Voilà trois mois que j’ai atterri à Londres, que j’étudie dans une université anglaise, et que j’ai complètement oublié le blog checkout! Honte à moi? Peut-être. Mais cela prouve qu’il faut du temps pour s’adapter à un nouveau mode de vie, et j’espère que cela vous encouragera à partir étudier à l’étranger pour une durée de deux semestres, afin de pouvoir profiter pleinement de votre séjour! Car oui, même si c’est loin d’être facile au début… on perd vite l’envie de rentrer au bercail.

Park Wood
Reprenons depuis le début. Je suis donc arrivée à Londres mi-septembre, et j’ai pris le train jusqu’à Canterbury, avec mes deux valises. Jusque-là, pas de problème. Pour regagner le campus, où se trouvait mon logement, j’ai dû prendre un bus rempli d’étudiants, avec mes deux valises. Je suis descendue à un arrêt que me semblait être proche de mon logis, cependant mon sens de l’orientation sous-développé m’a valu une longue marche, en traînant tant bien que mal… mes deux valises! C’est là que je me suis rendue compte que le campus était… grand. J’ai béni le M1 de toutes mes forces. Bref, j’ai finalement trouvé Park Wood, un village estudiantin à l’autre extrémité du campus, et j’ai emménagé dans ma nouvelle maison, impatiente de rencontrer mes colocataires. Après avoir rangé mes affaires, je me suis accoudée à la fenêtre pour rêvasser en observant le grouillement des étudiants qui prenaient possession de leurs chambres. C’est là que je me suis rendue compte qu’ils étaient tous venus avec leurs parents ET la voiture familiale remplie d’objets de tout genre, comme des casseroles ou des aspirateurs. Mes deux valises (reparlons-en) ne pouvaient malheureusement pas contenir de tels outils, fort utiles soit dit en passant, surtout quand votre cuisine est … vide! Là, commence une course interminable pour acheter tout ce qu’il faut pour cuisiner. Le problème? Le campus héberge quelques milliers d’étudiants, et Canterbury est une ville… minuscule. Je me suis rendue au centre ville, innocemment, pour faire mes courses. Les chinois m’avaient devancée: les magasins étaient envahis d’étudiants aux yeux bridés avec des chariots qui contenaient ce qu’il n’y avait plus sur les étalages. Non, ceci n’est pas une blague, il n’y avait plus RIEN en rayon. Du jamais vu! Retour bredouille à la maison, où je fais connaissance avec mes colocs: que des premières années. Je précise qu’en Angleterre, les notes de première année d’université ne comptent pas pour le bachelor. Du coup, c’est un peu vendredi tous les soirs. Vive la vie sur le campus!

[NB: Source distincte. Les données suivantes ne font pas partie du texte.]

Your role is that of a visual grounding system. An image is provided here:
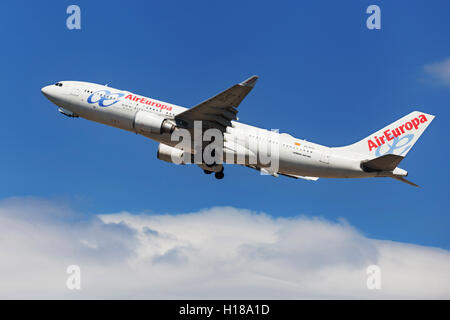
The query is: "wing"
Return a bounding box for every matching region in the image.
[279,173,319,181]
[174,75,258,132]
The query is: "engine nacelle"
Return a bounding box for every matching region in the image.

Les premiers jours, je les ai consacrés aux dédales administratifs, volume II. Je ne pense pas exagérer si je remplace « jours » par « semaines » dans ma phrase précédente. Bref, il a fallu compléter mon inscription, me faire ma carte d’étudiante, me procurer un abonnement de bus, ouvrir un compte en banque, aller à toutes les petites réunions de bienvenue pour les étudiants Ersamus, sans oublier le casse-tête des modifications des contrats d’étude. Pour résumer, j’ai couru de bureaux en bureaux, pour faire signer des papiers que personne ne voulait signer, se renvoyant la balle entre eux. Oui, la balle, c’était moi. Bref, après une semaine de course intensive, j’envoie les documents signés à Lausanne. Trois semaines plus tard (hé oui, y a pas l’feu au laaaaaaac), retour des documents signés par l’Unil, et classement du dossier. OUF!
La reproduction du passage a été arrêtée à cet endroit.